Saturday, October 4, 2025

Blasting the walls of truth

 

“Cover your head when you enter the temple!’” or “Go touch your grandmother’s feet!” or “Don’t slouch!” the list is endless. It really was irksome as a teenager. The list of dos were as long as the list of don’ts! Unfortunately, I belonged to a generation of non-rebellious teenagers (there were exceptions!) so I normally did try to tick of the list of dos, though honestly I did not tick off many items on the don’ts list.

I am sure (Though I was unaware) My children went through that phase and were heavily irritated with me. I don’t know what it is that makes young adults (especially young adults who are new parents!) think that they are here to rule the world. Both the young and the old must listen to their views and tirades.

I distinctly remember thinking that children must obey parents (forgetting that I was once that disgruntled child!) I also recall chiding my mother for mispronouncing words or making it a point to correct my father about some item in the news or his perspective about a certain subject.

It began sometime when I turned twenty and this state of affairs continued all through my thirties and early forties. Then suddenly something clicked in my psyche, and I became an adult adult!

Doubts started creeping in as to the veracity of my perceptions. Is truth the most important thing? Is a lie not another aspect of truth? Where does the gray world triumph? Is black and white the absolute authenticity? Are the lines drawn by society the only way to survive?

Truth is important, for it exists and lie is a creative outlet of our desires maybe another facet of truth. But is it every human being’s responsibility to reinforce their ideals? Is it really necessary to hurt someone while trying to do so (believe me you are doing that when you try and correct someone’s perception!) does it matter how we pronounce ‘potato’? (…. a rose by any other name…)

If you look at nature broadly there are no black or white, there is colour everywhere and even the shadows are gray. Love and hate are there but so is like, admiration, intolerance and mild detest. We do tend to forget the mild emotion which are there like undercurrents in a deep river and focus on the eddies of love and hate which are only on the surface. They are short lived and transient; weak and ineffective; slow and ineffectual. I realized then that the passion that drove me to rectify the world was actually a zealous desire to shout out “Hey! I am right and the rest of you are wrong! It is best that you accept this, or I will ride rough shod over you and crush you and your ideas to a pulp!”

When civilization was born, it was obviously an effort by mankind to separate us from animals. Rules were made, lines were drawn, and we congratulated ourselves that we were superior beings and thus must live under control.

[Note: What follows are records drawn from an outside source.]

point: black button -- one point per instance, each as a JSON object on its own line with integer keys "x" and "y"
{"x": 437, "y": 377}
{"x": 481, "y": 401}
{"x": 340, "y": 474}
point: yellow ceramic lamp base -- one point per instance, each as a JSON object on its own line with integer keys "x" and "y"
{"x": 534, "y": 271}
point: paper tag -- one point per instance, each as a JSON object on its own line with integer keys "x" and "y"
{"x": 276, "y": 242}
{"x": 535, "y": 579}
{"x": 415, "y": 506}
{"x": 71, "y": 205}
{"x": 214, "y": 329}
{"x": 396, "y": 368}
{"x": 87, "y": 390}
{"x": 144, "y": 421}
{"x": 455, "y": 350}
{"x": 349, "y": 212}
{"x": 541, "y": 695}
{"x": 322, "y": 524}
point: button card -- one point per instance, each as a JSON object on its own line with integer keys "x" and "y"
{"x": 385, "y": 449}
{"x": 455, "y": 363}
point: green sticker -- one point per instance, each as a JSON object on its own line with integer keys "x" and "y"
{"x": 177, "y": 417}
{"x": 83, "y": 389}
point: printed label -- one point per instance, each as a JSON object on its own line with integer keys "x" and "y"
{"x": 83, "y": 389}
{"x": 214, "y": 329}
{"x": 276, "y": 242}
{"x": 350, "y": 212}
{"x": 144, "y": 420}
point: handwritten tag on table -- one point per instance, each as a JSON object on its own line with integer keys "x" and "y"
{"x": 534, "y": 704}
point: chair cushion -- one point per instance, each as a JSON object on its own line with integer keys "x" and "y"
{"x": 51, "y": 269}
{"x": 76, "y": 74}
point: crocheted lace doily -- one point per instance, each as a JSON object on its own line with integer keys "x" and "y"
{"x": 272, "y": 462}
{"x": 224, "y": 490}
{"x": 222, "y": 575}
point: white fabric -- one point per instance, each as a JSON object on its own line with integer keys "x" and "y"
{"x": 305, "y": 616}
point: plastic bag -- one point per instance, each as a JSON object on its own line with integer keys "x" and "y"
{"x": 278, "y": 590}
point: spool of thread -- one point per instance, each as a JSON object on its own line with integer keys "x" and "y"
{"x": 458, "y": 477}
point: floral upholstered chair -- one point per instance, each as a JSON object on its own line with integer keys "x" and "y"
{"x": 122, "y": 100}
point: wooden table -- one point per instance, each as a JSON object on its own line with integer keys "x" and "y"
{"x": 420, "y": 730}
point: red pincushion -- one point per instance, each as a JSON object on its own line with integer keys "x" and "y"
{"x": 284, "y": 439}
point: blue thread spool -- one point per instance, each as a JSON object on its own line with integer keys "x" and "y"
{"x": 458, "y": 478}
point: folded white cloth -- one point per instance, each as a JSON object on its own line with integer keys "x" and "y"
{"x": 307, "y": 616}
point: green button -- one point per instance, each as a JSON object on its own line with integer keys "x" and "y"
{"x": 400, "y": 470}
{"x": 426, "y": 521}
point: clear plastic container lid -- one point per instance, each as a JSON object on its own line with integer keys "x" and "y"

Our mind must be the master and bodies, and emotion must be subservient. Passions and desire must be muzzled and leashed and only what looked right must be allowed to surface and every other aspect must be thrust deep into the pit of inequity and kept there for eternity.

Yet, the more I think about it, the more I realize that civilization did not erase our instincts; it merely taught us how to disguise them. We continue to be driven by pride, envy, love, and fear, but now they are clothed in etiquette, in ritual, in the language of “ought to” and “should.” What once was a raw growl has become a polite disagreement, but the energy behind it is the same. Perhaps that is why we spend so much of our lives policing one another with lists of dos and don’ts, because it reassures us that we are “civilized,” that we are in control, when in truth we are only arranging the furniture on a restless sea.

And yet, there is beauty in this struggle. Rules, rituals, and corrections are not only burdens; they are also bridges. “Touch your grandmother’s feet” is more than a command, it is an invitation to connect with the generations before us. “Don’t slouch” may sound like criticism, but it is also a reminder that the body reflects the mind, that presence matters. Even my own exasperating need to correct my parents was, in its own way, a clumsy attempt at connection, I wanted to be heard, to matter, to prove I had a place in the world.

Now, when I watch my children bristle at my advice—or when I catch myself biting back the urge to lecture, I smile. I know the cycle continues. Each generation learns the hard way that truth is less about winning arguments and more about living with kindness in the grey spaces. Black and white make for neat lines, but it is in the shades between that relationships survive, that love softens pride, and that wisdom grows.

Maybe that is what it means to finally become an “adult adult”, to stop seeking victory in every exchange and to begin seeking harmony. To recognize that sometimes the greatest truth is not in speaking, but in listening.